Project Title
Institution
Supervisors and Institutions
Funding Status
Project Description
The shape of the vertebrate skull is dictated by genetic and environmental factors. Whilst we are beginning to unravel the genetic contribution, we still understand little about how environmental factors such as mechanical loads influence skeletal development and form. Nowhere is this more evident than in the vertebrate skull, where intrinsic mechanical loads are generated during embryonic development via adductor muscle contraction and the expanding braincase. The aim of this project is to determine how differences in craniofacial biology between juvenile, adult and aged wild type and mutant zebrafish phenotypes with disrupted loading environment lead to differences in jaw mechanics, and what this tells us about the influence of mechanical loads on skeletal evolution, development, maintenance and ageing. The project focuses on two mutant phenotypes: arid1b, a genetic mutation that is known to cause cleft palate and other facial deformities in humans and manifests as facial deformities in zebrafish; and Chst11, known as skeletor, which demonstrates an early ossification phenotype leading to a precociously robust skeleton and potentially increased jaw musculature. The student will use cutting edge techniques to identify the changes at a morphological level (computed tomography, contrast enhanced CT), at a cellular level (using live imaging of transgenic reporters for bone, cartilage, and connective tissue, and at the level of matrix organisation (second harmonic generation, electron microscopy, cutting edge live MRI imaging of fish with collaborator Holmes in Glasgow). Full training will be provided in all methods. Together these techniques will allow us to quantity the sequence of events that lead to altered craniofacial ossification. Using the engineering analysis technique finite element analysis, the student will conduct biomechanical simulations of jaw function to determine the impact of ageing and mutant phenotypes on jaw function.

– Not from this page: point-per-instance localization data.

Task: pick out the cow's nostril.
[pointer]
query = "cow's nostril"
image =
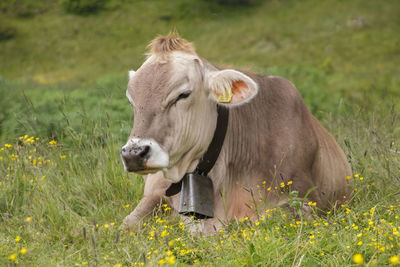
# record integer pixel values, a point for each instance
(144, 152)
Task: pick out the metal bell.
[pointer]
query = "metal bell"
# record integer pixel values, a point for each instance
(197, 196)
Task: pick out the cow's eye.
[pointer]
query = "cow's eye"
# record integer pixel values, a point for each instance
(182, 96)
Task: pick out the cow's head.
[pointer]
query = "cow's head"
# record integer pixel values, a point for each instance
(174, 96)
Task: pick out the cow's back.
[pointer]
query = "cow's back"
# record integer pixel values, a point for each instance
(274, 138)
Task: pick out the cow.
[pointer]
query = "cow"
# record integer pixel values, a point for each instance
(273, 143)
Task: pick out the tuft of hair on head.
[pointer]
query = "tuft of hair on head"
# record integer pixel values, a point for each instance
(172, 42)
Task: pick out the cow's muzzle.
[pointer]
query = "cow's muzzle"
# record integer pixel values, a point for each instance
(144, 156)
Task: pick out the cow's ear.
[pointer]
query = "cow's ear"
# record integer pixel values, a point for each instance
(131, 73)
(231, 87)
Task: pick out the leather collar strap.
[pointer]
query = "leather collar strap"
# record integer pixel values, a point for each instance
(210, 157)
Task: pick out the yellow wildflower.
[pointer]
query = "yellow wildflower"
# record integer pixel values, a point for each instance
(12, 257)
(394, 259)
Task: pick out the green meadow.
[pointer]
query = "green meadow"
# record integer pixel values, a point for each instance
(64, 118)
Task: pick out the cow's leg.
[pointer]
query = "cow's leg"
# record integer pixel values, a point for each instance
(154, 193)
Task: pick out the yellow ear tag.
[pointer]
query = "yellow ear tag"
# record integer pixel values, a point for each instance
(225, 98)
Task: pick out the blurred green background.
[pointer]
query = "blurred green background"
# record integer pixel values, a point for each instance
(63, 64)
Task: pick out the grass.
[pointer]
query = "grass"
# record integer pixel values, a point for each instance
(63, 80)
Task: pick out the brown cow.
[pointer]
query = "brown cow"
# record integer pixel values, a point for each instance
(271, 137)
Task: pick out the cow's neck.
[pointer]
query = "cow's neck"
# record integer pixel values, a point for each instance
(210, 157)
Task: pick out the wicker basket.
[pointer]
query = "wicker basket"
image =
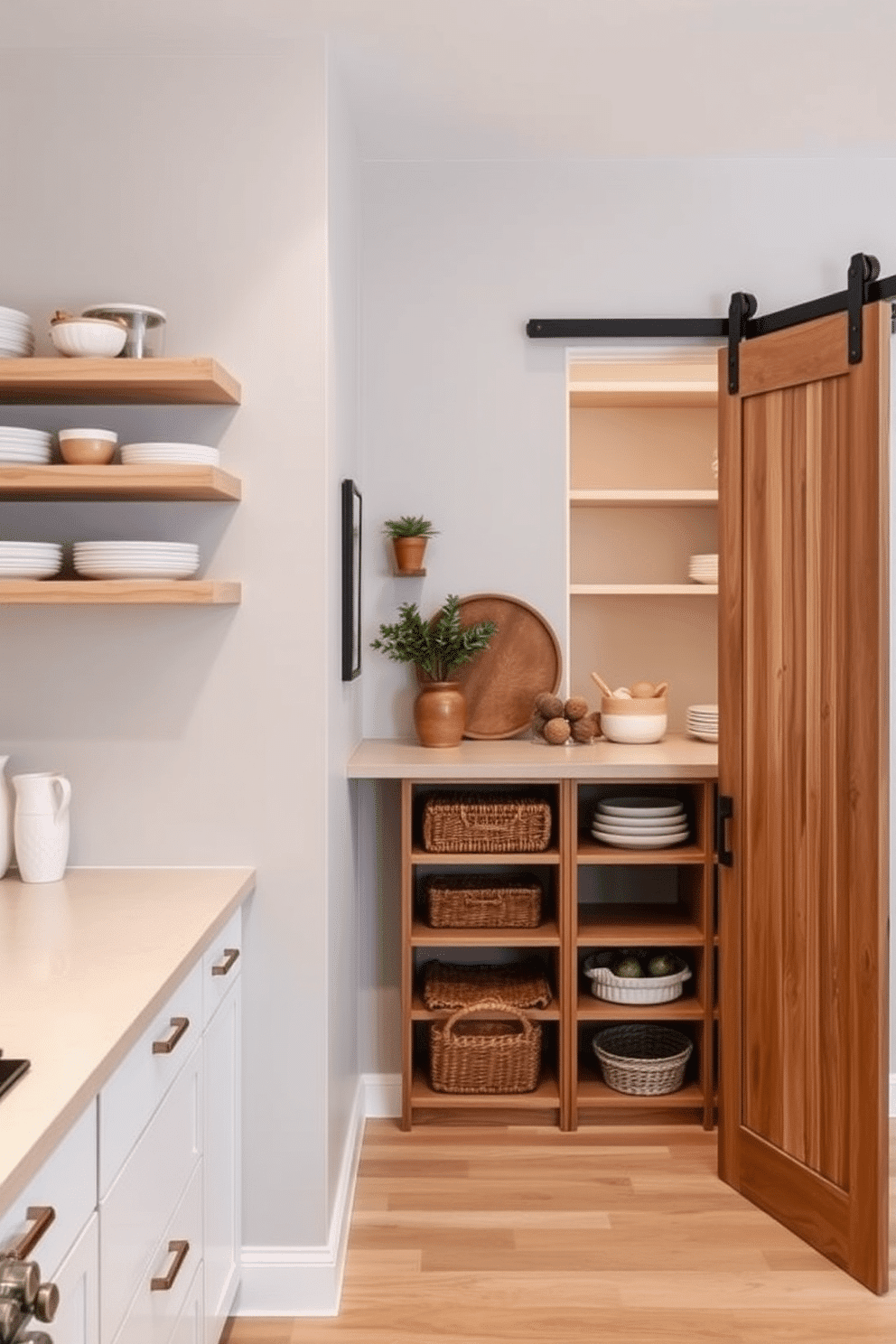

The project will be divided between host labs with expertise in computational biomechanical modelling and craniofacial / skeletal development. This research relates to novel work by the supervisors and current students and postdocs on mechanosensitive genes and developmental biomechanics in zebrafish (Brunt et al. 2015, 2016). We have shown that mechanical loads during the very early stages of zebrafish development are required to generate and maintain a normal working jaw joint. The project will generate high impact publications and equip the student for a multidisciplinary career in mechanobiology, evolutionary developmental biology and/or biophysical modelling in academic or industry. It will suit a student with a background in organismal or cellular biology, biophysics or engineering.